Ya empezamos, pensé, la típica disquisición.
-Caballero, dese cuenta de que ahora es usted tan sólo espíritu y de que todo lo que produce su mente es tan claro para todos nosotros como el color amarillo del limón, de manera que le aconsejo que abandone esa actitud crítica que es propia de su pensamiento y se vaya acostumbrando a los coros celestiales que cantamos a la gloria del altísimo.
-Lo siento, lo siento mucho, pero no es fácil... Espero que usted me comprenda...
-Lo comprendo, Don Carlos. Aquí tenemos toda la experiencia del mundo. Nosotros lo sabemos todo.
-Ya, ya... Pero yo vengo de donde vengo y sigo siendo un ignorante. Ni siquiera sé si estoy de verdad aquí y si merezco toda esta amabilidad.
-Poco a poco, caballero. Pregunte si quiere saber.
Me puse a reflexionar, flotando sobre la nube:
-Ya que está en tan buena disposición, Agustín dígame, por favor: ¿Qué es lo que usted ha hecho por mi? ¿Qué es lo que debo agradecerle?
-Pues verá, yo hablé por usted en el juicio. Después de que usted murió a todos nos parecía que la suya era un alma vulgar, que usted era un hombre gris, una persona mediocre sin especial relevancia, más cobarde que valiente y más vago que trabajador, un individuo soso y despistado que no había pretendido casi nada verdaderamente importante en el tiempo que le había sido concedido y que había pasado sin más a mejor vida. Sin embargo, para mí, había algo que usted había cuidado especialmente. Me refiero a las obritas que usted publicaba en internet.
-¿Se refiere usted a mi blog? ¿Al blog "De letras adentro"?
-Sí, exactamente.
-Entonces era usted mi lector, el único que me leía.

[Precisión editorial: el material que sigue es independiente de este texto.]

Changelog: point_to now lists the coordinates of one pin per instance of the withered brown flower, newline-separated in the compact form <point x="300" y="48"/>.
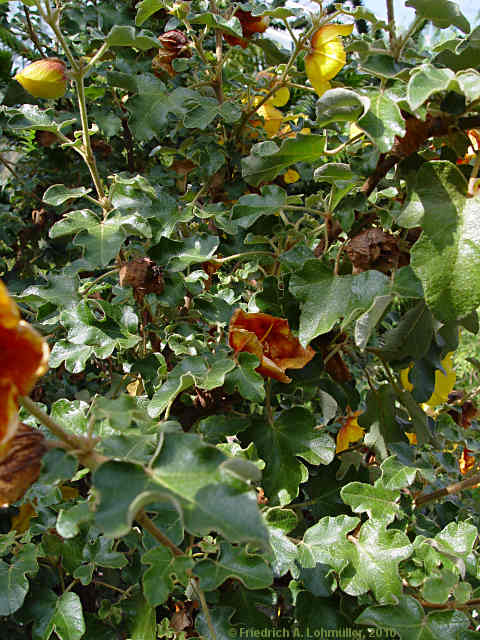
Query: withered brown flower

-Sí, era yo. Como usted debe saber, yo también fuí pecador y luego intenté ser escritor. Por eso sé de la vida y de lo que cuestan las letras y me siento capaz de valorar un trabajo como el suyo en el que destaca la verdad sin vanidad de lo que se cuenta, el ritmo de su prosa y de sus octosílabos y el ingenio de algunas de sus entradas. Por eso yo lo elegí.
-Joder, qué gusto me da.
-Vamos, vamos, cuide un poco su lenguaje, que no está usted en la tierra, y venga conmigo a hablar. No es fácil aquí encontrar alguien con quien discutir, y para mi, que soy un filósofo, un verdadero filósofo, eso es muy necesario. Por eso he intercedido por usted.
-Reconozco que me gusta mucho el debate y que he sido un poco más que plasta con los amigos de mi confianza, pero yo no sé si podré satisfacerlo.

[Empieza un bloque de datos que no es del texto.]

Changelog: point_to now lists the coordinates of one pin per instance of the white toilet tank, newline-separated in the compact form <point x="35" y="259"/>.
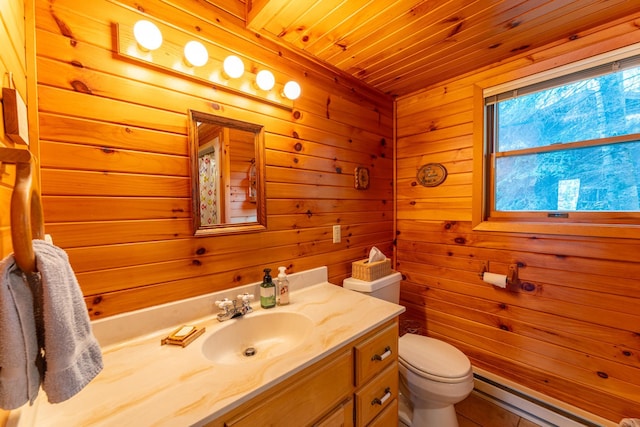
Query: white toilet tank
<point x="386" y="288"/>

-No, no se preocupe. Seguro que lo hará bien. Aquí en el cielo, después de tantos siglos de contemplación de la divinidad y gracias a la transparencia de nuestra esencia espiritual apenas hay nada que podamos discutir. Aquí estamos ya hartos del pensamiento único. Necesitamos sangre nueva, la aportación fresca y espontánea de la vida. Por eso está usted aquí, para romper con la inercia de mil siglos de cultura teocrática. Venga, haga el favor, empecemos ya: ¿Hacia dónde va la historia? ¿Qué opina usted del gobierno?